お歌について

御製(天皇陛下のお歌)
木漏れ日の光を受けて落ち葉敷く小道の真中(まなか)草青みたり

吹上御苑内の小道を御散策の折,光が木々の間から差し込んでいる所には,草が青く生えている情景をご覧になって詠まれた御製である。

皇后陛下御歌
君とゆく道の果たての遠白(とほしろ)く夕暮れてなほ光あるらし

御成婚50年をお迎えになった昨年4月頃のお作。暮れなずむ皇居内を,陛下と御散策された折の印象を詠まれている。

皇太子殿下お歌
雲の()に太陽の光はいできたり富士の山はだ赤く照らせり

皇太子殿下は,平成20年の夏,富士山に御登りになりました。

このお歌は,その際,眼下に広がる雲海からのぼる御来光を御覧になり,その陽の光が,富士山の山はだを燃えるように赤く染める情景に感動されてお詠みになられたものです。

皇太子妃殿下お歌
池の面に立つさざ波は冬の日の光をうけて明かくきらめく

妃殿下は,日頃より赤坂御用地のお庭をお歩きになることを日課になさり,楽しみにされていらっしゃいます。
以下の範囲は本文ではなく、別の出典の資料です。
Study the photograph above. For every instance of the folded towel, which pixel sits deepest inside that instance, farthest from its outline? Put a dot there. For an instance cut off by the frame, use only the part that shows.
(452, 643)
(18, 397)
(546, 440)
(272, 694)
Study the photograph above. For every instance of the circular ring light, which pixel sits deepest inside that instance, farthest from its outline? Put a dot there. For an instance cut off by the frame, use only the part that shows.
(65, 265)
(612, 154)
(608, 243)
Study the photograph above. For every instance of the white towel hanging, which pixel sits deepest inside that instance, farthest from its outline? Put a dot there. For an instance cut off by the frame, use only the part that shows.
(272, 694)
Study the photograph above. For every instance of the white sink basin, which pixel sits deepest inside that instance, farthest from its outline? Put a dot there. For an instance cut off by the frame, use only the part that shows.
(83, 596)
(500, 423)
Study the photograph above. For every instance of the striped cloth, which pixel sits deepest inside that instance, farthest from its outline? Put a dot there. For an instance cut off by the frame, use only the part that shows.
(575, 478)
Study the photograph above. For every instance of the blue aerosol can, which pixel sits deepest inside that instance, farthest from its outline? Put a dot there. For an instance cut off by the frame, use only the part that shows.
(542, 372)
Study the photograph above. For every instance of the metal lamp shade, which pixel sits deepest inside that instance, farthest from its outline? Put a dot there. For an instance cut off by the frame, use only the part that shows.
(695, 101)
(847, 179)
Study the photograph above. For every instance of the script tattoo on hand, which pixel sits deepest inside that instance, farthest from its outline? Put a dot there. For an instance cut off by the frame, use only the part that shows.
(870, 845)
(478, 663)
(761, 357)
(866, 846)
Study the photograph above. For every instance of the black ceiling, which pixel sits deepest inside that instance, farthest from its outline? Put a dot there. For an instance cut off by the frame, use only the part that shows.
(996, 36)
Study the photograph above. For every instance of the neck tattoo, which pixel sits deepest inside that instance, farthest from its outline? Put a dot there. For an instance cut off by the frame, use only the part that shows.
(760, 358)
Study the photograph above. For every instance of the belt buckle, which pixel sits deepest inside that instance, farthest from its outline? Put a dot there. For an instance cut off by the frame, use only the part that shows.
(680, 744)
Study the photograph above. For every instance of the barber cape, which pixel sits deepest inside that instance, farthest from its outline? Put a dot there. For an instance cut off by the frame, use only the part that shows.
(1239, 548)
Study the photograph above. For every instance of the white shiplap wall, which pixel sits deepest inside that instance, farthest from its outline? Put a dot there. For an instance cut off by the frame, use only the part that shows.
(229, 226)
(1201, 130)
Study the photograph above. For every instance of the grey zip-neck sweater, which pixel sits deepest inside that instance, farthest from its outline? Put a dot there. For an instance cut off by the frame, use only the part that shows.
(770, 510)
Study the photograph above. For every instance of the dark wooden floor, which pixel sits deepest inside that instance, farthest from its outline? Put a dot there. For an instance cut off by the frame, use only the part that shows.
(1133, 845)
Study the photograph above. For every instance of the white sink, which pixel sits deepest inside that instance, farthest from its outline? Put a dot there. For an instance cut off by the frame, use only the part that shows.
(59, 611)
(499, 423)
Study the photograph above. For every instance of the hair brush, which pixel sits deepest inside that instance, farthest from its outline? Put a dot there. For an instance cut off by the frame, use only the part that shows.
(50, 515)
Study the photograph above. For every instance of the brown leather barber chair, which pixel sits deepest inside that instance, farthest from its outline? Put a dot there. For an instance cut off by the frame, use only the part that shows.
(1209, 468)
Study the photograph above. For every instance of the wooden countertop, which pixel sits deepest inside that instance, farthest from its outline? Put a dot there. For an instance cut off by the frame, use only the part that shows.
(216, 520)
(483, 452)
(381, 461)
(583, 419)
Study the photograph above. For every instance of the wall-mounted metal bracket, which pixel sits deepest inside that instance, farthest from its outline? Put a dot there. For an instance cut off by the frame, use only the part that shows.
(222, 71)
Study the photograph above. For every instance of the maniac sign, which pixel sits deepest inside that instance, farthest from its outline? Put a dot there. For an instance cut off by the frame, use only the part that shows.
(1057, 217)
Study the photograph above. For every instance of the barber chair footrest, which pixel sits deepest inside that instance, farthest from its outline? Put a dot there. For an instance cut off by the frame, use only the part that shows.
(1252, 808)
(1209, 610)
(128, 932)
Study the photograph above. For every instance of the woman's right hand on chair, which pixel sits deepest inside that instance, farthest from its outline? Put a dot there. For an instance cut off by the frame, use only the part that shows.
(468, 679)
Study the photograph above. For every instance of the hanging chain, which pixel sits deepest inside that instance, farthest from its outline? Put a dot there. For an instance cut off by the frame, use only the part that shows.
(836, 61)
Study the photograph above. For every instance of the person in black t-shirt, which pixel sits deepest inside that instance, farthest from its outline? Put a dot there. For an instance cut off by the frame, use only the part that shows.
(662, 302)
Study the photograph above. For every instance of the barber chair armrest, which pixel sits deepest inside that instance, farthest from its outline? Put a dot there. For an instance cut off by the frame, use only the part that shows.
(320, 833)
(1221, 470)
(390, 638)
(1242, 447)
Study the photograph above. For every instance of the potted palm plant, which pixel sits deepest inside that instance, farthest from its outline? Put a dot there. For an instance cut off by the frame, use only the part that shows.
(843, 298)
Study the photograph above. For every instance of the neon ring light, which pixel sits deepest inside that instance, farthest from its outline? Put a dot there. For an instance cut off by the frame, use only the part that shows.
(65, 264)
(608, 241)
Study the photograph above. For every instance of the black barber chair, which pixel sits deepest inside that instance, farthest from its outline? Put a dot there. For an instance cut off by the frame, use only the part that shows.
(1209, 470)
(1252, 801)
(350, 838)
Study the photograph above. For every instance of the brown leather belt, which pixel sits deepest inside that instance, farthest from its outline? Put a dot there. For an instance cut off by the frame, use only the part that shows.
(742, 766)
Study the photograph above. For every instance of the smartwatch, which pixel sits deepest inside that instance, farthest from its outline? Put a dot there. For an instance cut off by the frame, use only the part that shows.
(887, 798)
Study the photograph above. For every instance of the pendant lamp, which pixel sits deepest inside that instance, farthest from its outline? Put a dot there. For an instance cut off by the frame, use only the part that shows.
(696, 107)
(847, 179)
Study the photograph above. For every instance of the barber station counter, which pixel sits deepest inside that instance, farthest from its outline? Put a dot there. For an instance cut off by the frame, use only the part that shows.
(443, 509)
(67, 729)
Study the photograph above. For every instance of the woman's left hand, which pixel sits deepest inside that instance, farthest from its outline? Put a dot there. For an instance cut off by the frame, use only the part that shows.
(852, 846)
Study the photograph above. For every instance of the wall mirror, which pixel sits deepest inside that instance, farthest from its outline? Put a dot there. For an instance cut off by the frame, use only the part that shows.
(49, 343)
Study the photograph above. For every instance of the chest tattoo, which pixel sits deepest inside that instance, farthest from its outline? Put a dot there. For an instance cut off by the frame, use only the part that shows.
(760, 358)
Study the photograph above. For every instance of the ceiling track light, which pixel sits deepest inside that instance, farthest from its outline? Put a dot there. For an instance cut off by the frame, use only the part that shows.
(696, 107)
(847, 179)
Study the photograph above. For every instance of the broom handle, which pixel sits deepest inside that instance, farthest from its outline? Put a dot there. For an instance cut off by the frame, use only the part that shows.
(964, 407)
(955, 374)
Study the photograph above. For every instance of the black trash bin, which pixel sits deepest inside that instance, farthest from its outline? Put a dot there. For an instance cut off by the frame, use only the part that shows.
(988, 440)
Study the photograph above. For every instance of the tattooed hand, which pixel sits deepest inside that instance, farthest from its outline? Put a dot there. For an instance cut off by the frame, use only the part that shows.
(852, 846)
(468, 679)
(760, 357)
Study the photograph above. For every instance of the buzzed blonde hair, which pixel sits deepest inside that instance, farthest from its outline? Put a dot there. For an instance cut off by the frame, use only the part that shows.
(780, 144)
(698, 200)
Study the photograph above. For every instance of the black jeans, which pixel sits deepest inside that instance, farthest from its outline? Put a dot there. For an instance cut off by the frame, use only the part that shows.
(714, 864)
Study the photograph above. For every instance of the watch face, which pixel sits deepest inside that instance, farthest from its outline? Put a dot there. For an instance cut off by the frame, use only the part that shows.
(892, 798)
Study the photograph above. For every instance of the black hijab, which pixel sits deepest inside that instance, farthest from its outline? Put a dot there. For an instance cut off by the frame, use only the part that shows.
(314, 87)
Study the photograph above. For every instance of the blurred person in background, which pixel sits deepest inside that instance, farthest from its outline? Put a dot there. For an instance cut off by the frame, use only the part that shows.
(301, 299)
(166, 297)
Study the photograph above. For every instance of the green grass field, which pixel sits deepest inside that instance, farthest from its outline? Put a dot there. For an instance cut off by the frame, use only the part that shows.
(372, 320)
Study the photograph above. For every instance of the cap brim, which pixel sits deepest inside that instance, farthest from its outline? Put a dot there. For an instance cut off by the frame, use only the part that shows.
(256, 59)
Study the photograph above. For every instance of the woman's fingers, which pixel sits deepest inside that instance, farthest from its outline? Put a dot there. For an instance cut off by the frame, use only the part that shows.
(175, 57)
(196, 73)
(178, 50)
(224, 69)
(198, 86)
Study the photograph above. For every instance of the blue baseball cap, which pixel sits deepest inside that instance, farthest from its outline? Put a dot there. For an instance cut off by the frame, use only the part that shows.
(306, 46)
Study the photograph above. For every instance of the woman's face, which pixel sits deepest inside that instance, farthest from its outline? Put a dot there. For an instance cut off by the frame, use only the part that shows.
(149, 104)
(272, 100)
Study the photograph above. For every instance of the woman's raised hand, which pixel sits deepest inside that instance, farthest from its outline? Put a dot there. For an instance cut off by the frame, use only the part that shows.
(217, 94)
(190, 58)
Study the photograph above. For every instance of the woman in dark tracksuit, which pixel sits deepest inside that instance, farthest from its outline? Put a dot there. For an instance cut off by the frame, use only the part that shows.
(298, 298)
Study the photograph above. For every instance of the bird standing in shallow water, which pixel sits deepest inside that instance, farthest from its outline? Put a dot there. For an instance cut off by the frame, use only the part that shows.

このお歌は,穏やかな冬の日の午前中に御散策にお出になられた折に,静かなお庭にある大池に立つさざ波が,日の光を受けて殊の外美しくきらきらと瞬き輝く様子に,お心を動かされてお詠みになられたものです。

文仁親王殿下お歌
イグアスの蛍は数多(あまた)光りつつ散り()ふ影は星の如くに

1998年,秋篠宮同妃両殿下にはアルゼンチン国を公式訪問され,滝で有名なイグアスにもいらっしゃいました。ご宿泊のホテル(ホテル・インテルナシオナル・イグアス)で夜に散策された折,日本の蛍より大きな光を放つ蛍を多数ご覧になりました。秋篠宮殿下は,その光景があたかも澄んだ空に瞬く星のようにお感じになり,そのことを想い起こされて,このお歌をお詠みになりました。

文仁親王妃紀子殿下お歌
早春の光さやけく木々の間に咲きそめにけるかたかごの花

3年前,天皇皇后両陛下とご一緒に秋篠宮ご一家は御料牧場(栃木県)にご滞在になりました。寒さが少し残る3月下旬,春先のさわやかな光に照らされた林の中を皆さまで散策された折,落ち葉のところどころから可憐なカタクリの花が咲きはじめていました。秋篠宮妃殿下は,その時の様子を懐かしく想い起こされて,このお歌をお詠みになりました。

正仁親王殿下お歌
父君に夜露の中をみ供してみ園生を行けば蛍光りぬ
正仁親王妃華子殿下お歌
大記録なししイチローのその知らせ希望の光を子らにあたへむ

「大リーグ・マリナーズ,イチロー選手の9年連続200本安打の新記録のニュースを聞いて」とのことです。

崇仁親王妃百合子殿下お歌
(ゆき)はれし富良野の宿の朝の窓ダイヤモンドダストのきらめき光る

かなり以前,北海道富良野にスキーに行かれた時,雪がやんだ朝,ホテルのお部屋から眺めた景色を詠まれたものであります。

憲仁親王妃久子殿下お歌
北極の空に色づくオーロラの光の舞ふを背の宮と見し

殿下とグリーンランドご訪問の際ご覧になったオーロラのことを詠まれたとのことです。

承子女王殿下お歌
黄金(わうごん)に光り輝く並木道笑顔の友の吐く息白く

早稲田大学のいちょう並木の光景をお詠みになったとのことです。

典子女王殿下お歌
葉の上にぽつりと残る雨粒に雲間より差す光ひとすぢ

庭に咲くあじさいの葉に残っていた雨粒が太陽の光に輝いた時のことをお詠みになったとのことです。